I bought the Kubota z411 this year and so far have used it four times. I am very happy with it but I have no experience with the others you mentioned to compare. I was considering a Scag but I was looking at the Tiger Cat II. The TCII was a great machine but more mower than I needed. The Kubota dealer is very close to my home and I know I can get any service or parts I may need quickly. I did upgrade to the suspension seat and mulching kit. All my previous mowers were baggers and I got tired of messing with them when the grass was wet. The mulching kit isn't a whole let better with wet grass and so far this season has been a very wet one for us. As long as I keep the deck clear of the wet stuff it mows like a champ. Even with it the mow is good but it leaves small turd sized clumps that I go back and pick up when I am finished.


----------



## GeorgiaBear (Apr 24, 2019)

So, turns out my father in law is going to give me his hustler x one. It's a 2013 and has a Kawi engine. About 300 hours on it. Anyone have experience with that mower? It's in good shape. Think he said he paid ~$9k on it.


----------



## gene_stl (Oct 29, 2017)

I have a Hustler Raptor Flip up 54" with a 25 horse kohler. It cuts great but I had a warranty replacement of the gas tank because they have a continuing problem with fuel gauge senders. The new one is only partially working and the replacement gas tank is black so you can't see inside it. It has has some minor electrical headaches.

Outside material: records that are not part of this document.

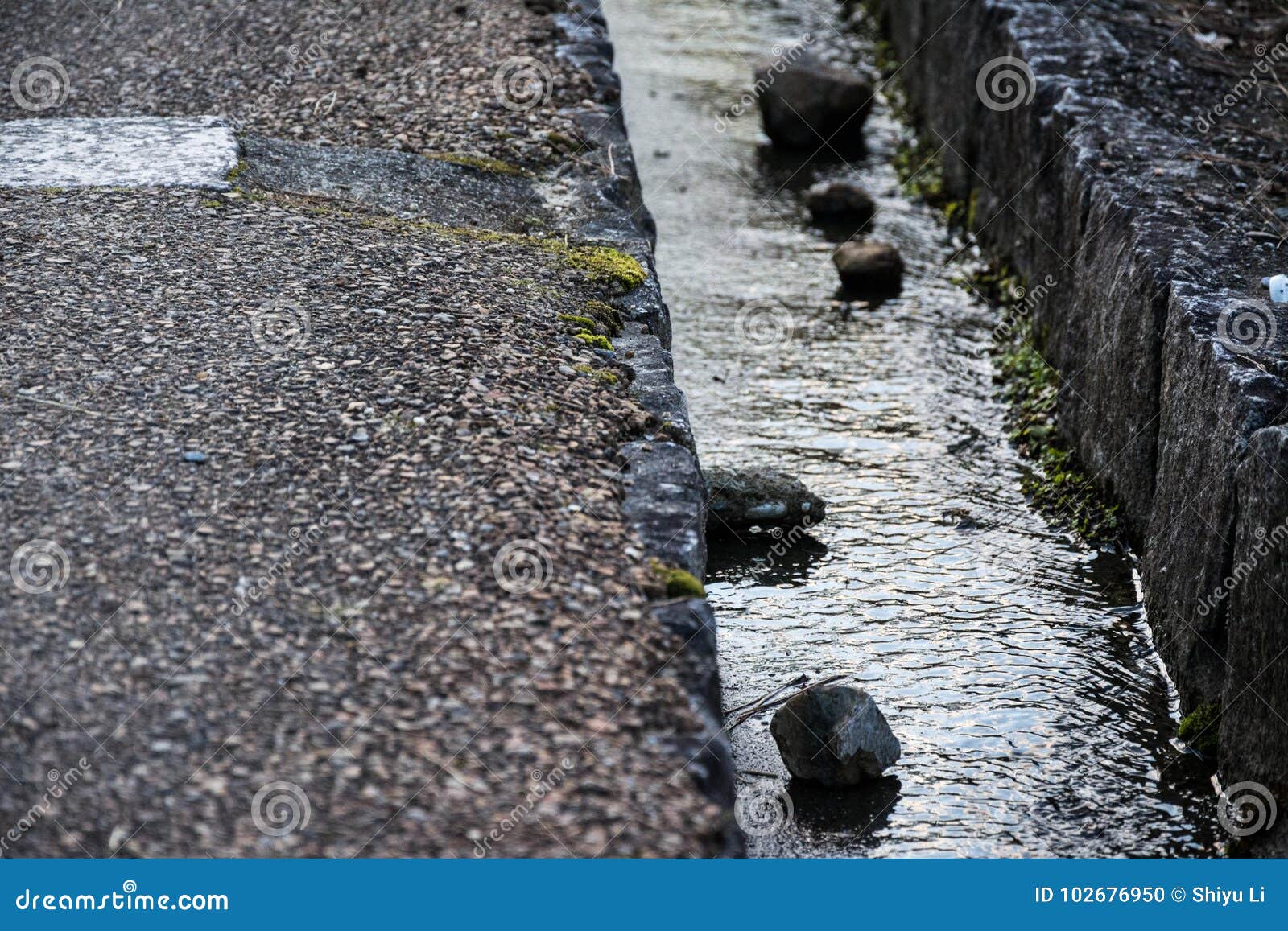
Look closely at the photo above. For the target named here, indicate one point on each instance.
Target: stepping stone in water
(126, 152)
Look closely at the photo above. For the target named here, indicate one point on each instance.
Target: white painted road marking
(120, 152)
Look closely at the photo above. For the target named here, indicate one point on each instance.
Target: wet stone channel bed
(1015, 666)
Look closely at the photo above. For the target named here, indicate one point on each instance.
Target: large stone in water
(840, 201)
(741, 499)
(119, 152)
(835, 735)
(869, 267)
(808, 105)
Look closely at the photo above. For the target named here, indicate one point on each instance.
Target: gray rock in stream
(840, 201)
(807, 105)
(869, 266)
(835, 735)
(742, 499)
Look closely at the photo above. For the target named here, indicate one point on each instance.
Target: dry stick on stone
(768, 702)
(800, 680)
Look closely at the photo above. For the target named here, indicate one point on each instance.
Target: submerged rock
(807, 103)
(840, 201)
(835, 735)
(742, 499)
(869, 266)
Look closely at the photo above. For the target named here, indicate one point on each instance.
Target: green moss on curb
(580, 322)
(1059, 486)
(605, 375)
(480, 163)
(607, 315)
(678, 583)
(594, 340)
(602, 264)
(1202, 729)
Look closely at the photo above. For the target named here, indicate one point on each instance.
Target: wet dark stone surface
(1156, 220)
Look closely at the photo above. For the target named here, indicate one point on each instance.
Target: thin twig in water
(770, 701)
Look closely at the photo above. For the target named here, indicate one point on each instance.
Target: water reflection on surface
(1015, 667)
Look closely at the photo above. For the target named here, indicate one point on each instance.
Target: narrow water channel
(1015, 667)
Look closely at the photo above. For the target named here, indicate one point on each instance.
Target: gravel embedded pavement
(313, 512)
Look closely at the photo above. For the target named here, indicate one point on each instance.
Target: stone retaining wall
(1092, 188)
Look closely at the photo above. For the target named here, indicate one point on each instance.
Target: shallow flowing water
(1015, 667)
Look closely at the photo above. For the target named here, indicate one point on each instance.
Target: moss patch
(602, 264)
(1202, 729)
(678, 583)
(594, 340)
(605, 375)
(480, 163)
(580, 322)
(1059, 486)
(609, 319)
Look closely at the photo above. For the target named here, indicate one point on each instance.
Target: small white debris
(1278, 286)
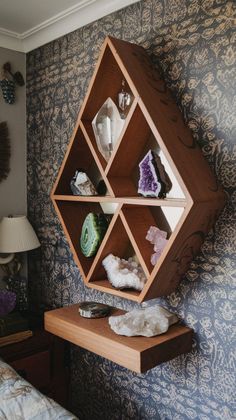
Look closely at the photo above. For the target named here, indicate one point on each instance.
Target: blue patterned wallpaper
(192, 42)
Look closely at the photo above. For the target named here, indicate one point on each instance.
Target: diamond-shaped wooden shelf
(153, 122)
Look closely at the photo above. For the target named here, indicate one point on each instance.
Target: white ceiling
(28, 24)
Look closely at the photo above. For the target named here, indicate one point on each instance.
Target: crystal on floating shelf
(107, 126)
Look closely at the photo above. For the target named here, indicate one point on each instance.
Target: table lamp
(16, 236)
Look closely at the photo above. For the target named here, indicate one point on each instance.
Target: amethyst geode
(153, 181)
(7, 302)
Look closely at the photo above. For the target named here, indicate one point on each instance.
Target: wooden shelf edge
(135, 353)
(166, 202)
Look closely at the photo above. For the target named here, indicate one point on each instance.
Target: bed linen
(19, 400)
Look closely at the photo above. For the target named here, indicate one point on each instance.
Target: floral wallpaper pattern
(192, 42)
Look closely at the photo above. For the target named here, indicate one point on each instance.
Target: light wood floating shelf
(135, 353)
(153, 122)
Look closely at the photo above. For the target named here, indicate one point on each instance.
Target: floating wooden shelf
(135, 353)
(153, 122)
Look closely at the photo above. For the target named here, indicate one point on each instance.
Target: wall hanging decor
(5, 151)
(8, 83)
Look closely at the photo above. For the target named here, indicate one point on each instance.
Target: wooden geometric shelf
(135, 353)
(153, 122)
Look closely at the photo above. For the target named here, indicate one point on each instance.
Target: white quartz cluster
(122, 273)
(148, 322)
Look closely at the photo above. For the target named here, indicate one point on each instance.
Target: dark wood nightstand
(40, 359)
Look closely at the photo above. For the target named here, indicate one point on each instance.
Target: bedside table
(40, 360)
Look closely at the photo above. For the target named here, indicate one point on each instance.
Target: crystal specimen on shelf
(153, 181)
(124, 274)
(147, 322)
(157, 237)
(107, 126)
(93, 231)
(7, 302)
(81, 184)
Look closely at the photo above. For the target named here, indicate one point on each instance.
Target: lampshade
(17, 235)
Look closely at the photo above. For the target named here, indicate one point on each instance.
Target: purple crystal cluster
(7, 302)
(157, 237)
(153, 180)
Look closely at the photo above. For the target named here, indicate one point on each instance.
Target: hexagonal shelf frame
(153, 121)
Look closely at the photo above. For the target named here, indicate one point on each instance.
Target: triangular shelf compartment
(163, 217)
(123, 168)
(72, 215)
(106, 83)
(119, 244)
(80, 155)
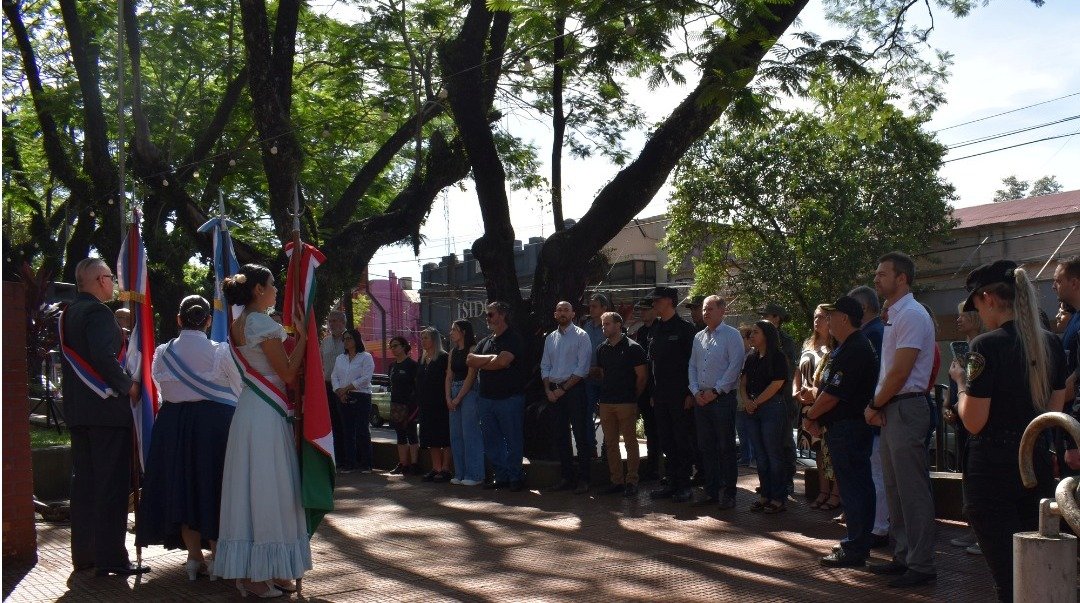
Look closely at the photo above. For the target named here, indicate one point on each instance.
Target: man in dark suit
(100, 421)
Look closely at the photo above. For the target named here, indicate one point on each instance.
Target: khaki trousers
(620, 419)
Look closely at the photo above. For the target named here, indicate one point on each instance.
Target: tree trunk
(729, 67)
(557, 122)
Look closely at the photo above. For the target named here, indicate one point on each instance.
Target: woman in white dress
(264, 536)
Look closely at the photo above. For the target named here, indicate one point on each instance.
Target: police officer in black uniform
(1014, 372)
(672, 340)
(847, 387)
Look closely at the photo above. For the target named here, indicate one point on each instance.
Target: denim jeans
(850, 442)
(593, 396)
(467, 441)
(716, 440)
(745, 444)
(571, 411)
(767, 432)
(997, 505)
(502, 423)
(356, 431)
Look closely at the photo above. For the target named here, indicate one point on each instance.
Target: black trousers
(100, 482)
(675, 426)
(649, 421)
(997, 504)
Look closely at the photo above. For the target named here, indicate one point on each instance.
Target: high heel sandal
(270, 592)
(196, 568)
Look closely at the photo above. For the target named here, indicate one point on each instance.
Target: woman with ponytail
(1012, 374)
(181, 492)
(264, 540)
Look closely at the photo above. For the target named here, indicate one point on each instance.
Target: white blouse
(358, 372)
(210, 360)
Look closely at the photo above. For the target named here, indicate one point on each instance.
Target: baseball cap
(1000, 271)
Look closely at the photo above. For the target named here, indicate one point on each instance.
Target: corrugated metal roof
(1020, 210)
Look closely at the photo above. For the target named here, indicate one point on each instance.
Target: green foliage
(794, 210)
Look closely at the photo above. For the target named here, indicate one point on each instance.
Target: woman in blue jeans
(351, 380)
(467, 441)
(765, 375)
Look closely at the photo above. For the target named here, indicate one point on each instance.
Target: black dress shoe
(130, 570)
(841, 559)
(879, 541)
(563, 485)
(662, 493)
(912, 578)
(613, 488)
(892, 568)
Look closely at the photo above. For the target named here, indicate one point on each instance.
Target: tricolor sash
(269, 392)
(205, 388)
(83, 370)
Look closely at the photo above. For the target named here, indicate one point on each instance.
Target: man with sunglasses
(500, 374)
(98, 394)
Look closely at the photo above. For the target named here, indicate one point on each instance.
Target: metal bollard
(1044, 567)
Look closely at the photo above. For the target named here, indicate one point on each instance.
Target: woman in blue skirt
(181, 491)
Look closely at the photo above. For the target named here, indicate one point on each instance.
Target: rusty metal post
(1043, 562)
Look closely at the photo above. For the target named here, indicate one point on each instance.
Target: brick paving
(396, 539)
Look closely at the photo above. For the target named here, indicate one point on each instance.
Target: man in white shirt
(567, 357)
(903, 411)
(716, 361)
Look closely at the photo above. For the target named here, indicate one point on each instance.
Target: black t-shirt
(431, 380)
(403, 382)
(670, 346)
(618, 362)
(458, 366)
(850, 374)
(996, 370)
(497, 385)
(760, 373)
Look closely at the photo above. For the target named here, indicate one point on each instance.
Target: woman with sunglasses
(1013, 373)
(765, 376)
(351, 380)
(403, 409)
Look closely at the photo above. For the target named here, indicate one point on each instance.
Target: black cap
(1000, 271)
(848, 306)
(659, 292)
(773, 309)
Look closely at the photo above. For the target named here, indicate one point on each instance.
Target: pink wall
(403, 318)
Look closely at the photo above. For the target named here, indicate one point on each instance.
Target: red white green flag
(316, 444)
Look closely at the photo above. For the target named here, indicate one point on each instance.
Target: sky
(1007, 55)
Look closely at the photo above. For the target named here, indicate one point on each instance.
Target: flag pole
(297, 290)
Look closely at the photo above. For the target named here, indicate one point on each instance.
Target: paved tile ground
(395, 539)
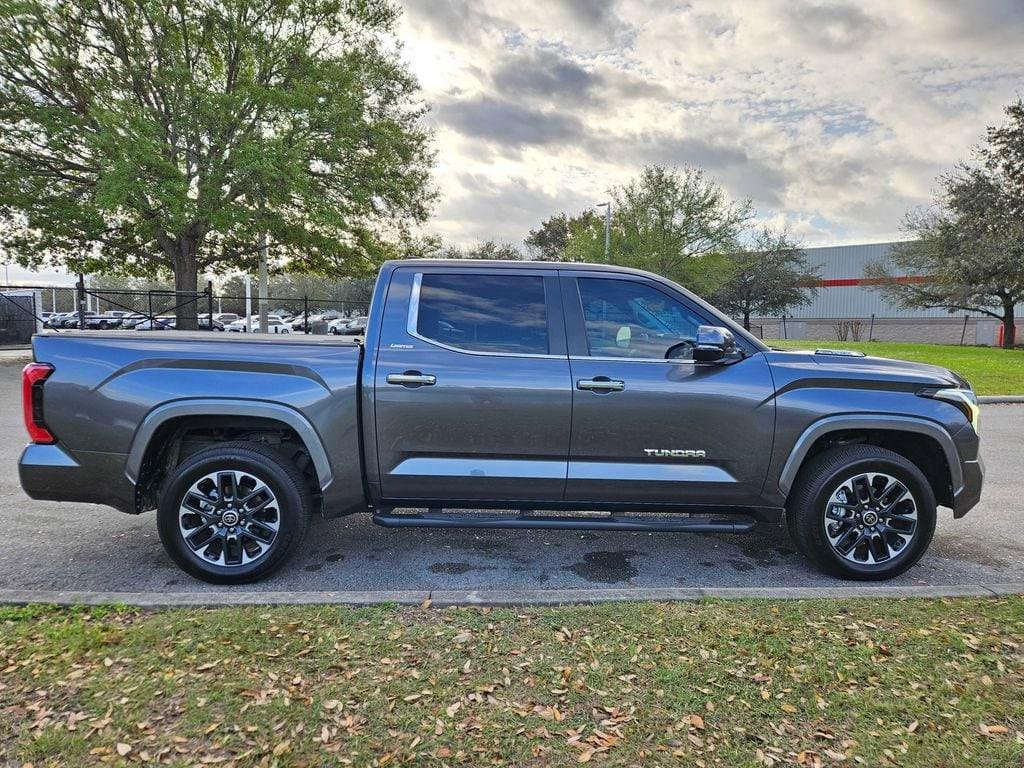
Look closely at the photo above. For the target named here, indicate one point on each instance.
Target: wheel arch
(924, 442)
(213, 411)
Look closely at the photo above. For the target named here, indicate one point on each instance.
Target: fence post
(209, 301)
(81, 301)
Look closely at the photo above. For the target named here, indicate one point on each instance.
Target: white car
(273, 323)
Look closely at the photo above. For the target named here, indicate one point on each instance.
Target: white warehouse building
(849, 306)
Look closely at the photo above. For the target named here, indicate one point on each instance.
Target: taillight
(33, 377)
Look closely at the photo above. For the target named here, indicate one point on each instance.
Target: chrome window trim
(583, 357)
(414, 312)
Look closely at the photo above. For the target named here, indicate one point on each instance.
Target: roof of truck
(517, 264)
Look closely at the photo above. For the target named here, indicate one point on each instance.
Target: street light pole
(607, 227)
(262, 283)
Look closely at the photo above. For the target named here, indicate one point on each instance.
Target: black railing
(81, 306)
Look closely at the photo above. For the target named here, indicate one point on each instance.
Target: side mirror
(714, 344)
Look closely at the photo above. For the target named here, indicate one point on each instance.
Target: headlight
(965, 399)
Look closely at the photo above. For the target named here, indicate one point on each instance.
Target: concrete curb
(496, 597)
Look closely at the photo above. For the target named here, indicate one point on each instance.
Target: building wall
(845, 296)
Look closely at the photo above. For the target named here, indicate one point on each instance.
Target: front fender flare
(875, 422)
(214, 407)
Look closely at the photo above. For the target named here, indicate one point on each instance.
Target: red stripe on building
(853, 282)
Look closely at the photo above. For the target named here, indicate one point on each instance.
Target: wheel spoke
(260, 532)
(870, 518)
(228, 518)
(227, 487)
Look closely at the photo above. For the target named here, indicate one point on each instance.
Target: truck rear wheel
(233, 513)
(861, 512)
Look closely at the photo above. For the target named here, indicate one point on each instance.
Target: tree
(487, 250)
(968, 249)
(670, 221)
(767, 279)
(155, 136)
(550, 240)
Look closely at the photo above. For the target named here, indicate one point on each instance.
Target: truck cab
(504, 394)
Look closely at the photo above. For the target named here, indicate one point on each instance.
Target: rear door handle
(414, 378)
(601, 384)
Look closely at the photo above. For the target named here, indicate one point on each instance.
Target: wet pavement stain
(741, 565)
(453, 567)
(605, 567)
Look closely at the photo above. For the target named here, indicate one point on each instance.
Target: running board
(739, 524)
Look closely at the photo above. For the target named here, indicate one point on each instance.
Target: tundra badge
(675, 453)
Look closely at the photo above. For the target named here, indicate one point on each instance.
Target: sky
(834, 118)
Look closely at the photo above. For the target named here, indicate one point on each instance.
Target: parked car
(299, 321)
(274, 325)
(71, 318)
(348, 327)
(105, 321)
(518, 386)
(160, 323)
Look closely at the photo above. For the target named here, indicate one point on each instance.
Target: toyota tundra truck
(502, 394)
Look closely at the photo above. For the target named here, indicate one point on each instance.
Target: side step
(437, 519)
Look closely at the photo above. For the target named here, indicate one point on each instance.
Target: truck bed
(111, 390)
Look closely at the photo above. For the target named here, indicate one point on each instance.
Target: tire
(822, 525)
(258, 548)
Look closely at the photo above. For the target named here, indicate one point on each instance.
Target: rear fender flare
(212, 407)
(879, 422)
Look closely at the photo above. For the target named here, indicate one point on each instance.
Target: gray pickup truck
(502, 394)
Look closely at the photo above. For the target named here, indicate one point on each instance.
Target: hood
(840, 364)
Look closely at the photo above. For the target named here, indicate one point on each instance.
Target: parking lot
(72, 547)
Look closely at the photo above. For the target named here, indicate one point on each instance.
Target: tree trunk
(1008, 324)
(185, 282)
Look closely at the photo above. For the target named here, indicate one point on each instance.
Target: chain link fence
(29, 309)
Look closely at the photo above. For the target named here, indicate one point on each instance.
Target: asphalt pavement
(51, 547)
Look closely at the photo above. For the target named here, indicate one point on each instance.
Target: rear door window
(484, 312)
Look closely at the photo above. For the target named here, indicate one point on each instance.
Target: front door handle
(601, 384)
(413, 378)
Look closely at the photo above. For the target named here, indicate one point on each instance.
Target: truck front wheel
(233, 513)
(861, 512)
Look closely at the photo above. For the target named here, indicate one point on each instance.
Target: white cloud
(835, 117)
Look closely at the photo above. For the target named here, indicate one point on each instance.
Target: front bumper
(970, 493)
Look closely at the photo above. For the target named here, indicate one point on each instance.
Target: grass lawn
(990, 371)
(745, 683)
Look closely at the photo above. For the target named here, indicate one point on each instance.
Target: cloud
(835, 115)
(835, 26)
(508, 123)
(462, 20)
(545, 74)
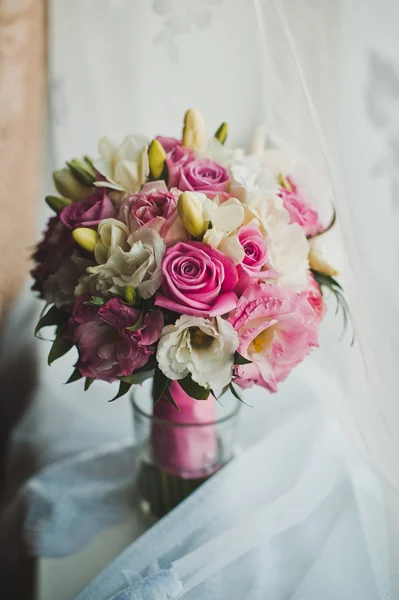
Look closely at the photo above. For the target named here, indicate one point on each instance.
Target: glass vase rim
(223, 419)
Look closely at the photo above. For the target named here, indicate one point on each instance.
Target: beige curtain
(22, 99)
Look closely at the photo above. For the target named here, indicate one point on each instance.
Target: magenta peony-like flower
(56, 245)
(254, 264)
(89, 212)
(277, 330)
(202, 175)
(107, 349)
(300, 211)
(154, 207)
(197, 280)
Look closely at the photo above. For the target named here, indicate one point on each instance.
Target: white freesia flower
(113, 234)
(59, 287)
(138, 267)
(202, 348)
(125, 167)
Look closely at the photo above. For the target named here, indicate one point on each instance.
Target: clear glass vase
(179, 450)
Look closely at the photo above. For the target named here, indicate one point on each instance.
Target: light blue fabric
(71, 501)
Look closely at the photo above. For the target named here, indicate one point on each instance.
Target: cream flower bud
(194, 132)
(319, 263)
(86, 238)
(69, 187)
(190, 210)
(156, 157)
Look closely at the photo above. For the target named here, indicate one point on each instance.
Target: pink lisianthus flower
(197, 280)
(254, 264)
(315, 298)
(300, 211)
(202, 175)
(155, 207)
(56, 245)
(88, 212)
(107, 349)
(277, 329)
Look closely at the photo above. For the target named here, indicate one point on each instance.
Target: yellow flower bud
(57, 204)
(318, 262)
(221, 133)
(189, 209)
(68, 186)
(156, 156)
(194, 132)
(86, 238)
(283, 181)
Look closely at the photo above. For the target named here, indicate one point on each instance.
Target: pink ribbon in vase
(184, 442)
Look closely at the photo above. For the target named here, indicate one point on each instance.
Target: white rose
(138, 267)
(203, 348)
(125, 167)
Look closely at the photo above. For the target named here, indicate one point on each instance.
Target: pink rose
(254, 264)
(277, 329)
(300, 211)
(175, 160)
(168, 144)
(57, 245)
(154, 207)
(203, 175)
(107, 349)
(89, 212)
(315, 298)
(197, 280)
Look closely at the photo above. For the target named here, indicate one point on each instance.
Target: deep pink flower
(254, 264)
(168, 144)
(107, 349)
(154, 207)
(89, 212)
(277, 329)
(202, 175)
(300, 211)
(175, 160)
(56, 245)
(198, 280)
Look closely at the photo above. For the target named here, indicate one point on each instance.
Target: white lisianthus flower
(138, 267)
(125, 167)
(202, 348)
(113, 234)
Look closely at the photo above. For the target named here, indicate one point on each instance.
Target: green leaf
(56, 203)
(221, 133)
(74, 377)
(88, 382)
(241, 360)
(95, 301)
(130, 294)
(193, 389)
(234, 392)
(82, 172)
(139, 377)
(60, 347)
(54, 316)
(123, 389)
(161, 383)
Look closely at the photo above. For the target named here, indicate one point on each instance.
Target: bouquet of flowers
(182, 260)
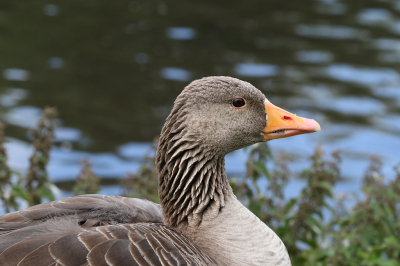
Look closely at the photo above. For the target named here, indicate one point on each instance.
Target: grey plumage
(199, 222)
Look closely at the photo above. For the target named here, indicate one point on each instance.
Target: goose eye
(238, 102)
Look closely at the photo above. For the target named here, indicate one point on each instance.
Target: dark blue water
(113, 69)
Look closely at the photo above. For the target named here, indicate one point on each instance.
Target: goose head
(210, 118)
(223, 114)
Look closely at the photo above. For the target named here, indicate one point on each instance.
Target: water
(114, 68)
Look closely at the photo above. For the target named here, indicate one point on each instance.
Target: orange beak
(282, 124)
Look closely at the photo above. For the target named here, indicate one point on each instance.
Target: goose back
(94, 230)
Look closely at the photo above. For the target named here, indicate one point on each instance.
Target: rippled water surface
(114, 68)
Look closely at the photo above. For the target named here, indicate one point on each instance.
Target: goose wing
(94, 230)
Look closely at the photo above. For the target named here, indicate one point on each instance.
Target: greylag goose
(199, 221)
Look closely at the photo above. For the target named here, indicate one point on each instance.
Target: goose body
(199, 221)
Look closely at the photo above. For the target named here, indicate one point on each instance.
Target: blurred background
(114, 68)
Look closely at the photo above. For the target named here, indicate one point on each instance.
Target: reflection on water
(114, 68)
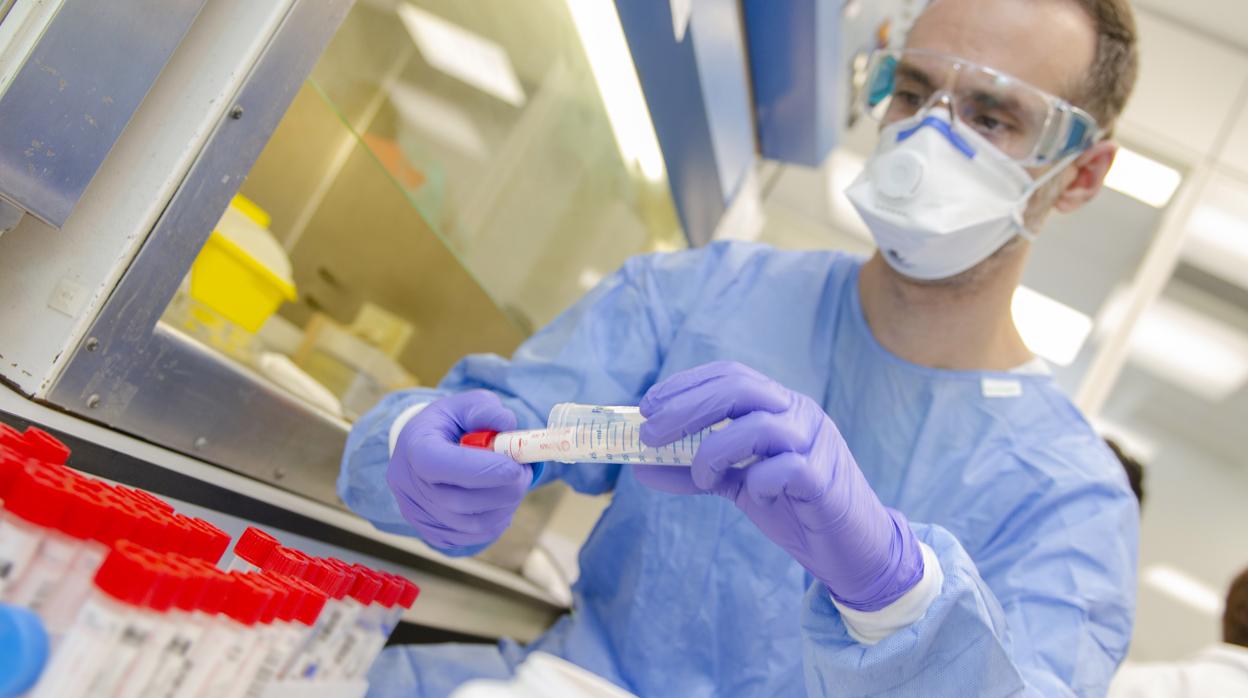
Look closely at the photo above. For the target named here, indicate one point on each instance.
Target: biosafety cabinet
(227, 227)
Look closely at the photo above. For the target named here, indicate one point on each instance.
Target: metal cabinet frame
(139, 376)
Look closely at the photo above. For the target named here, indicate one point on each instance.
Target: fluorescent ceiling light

I was going to buy a Grasshopper but the dealer said I didn't need a Grasshopper. If it didn't have the fuel tank headaches
(which you actually can live with but it pisses you off and a fuel gauge is not a moon shot.) I would be quite happy with it. The lawn looks great after I cut. Mower deck is beautifully made like a pro maschine and it has lots of power and the Kohler starts easy every time even first time in the season.

A $9,000 one would probably be awesome. I only have to mow about an acre out of almost two. get the biggest machine you can get.


----------



## GeorgiaBear (Apr 24, 2019)

Yeah, I don't know much about Hustler. My father in law has about 4 acres as well and when I told him I was going to buy one (spending about $5-6k) he said don't - he'll give me his and go get a new one. He keeps in in great shape and will service it for me before he tows it here. I think it's a 2013 or 2014, but in looking at the older reviews it seems like a great mower and will last me a long time. (and save me $)


----------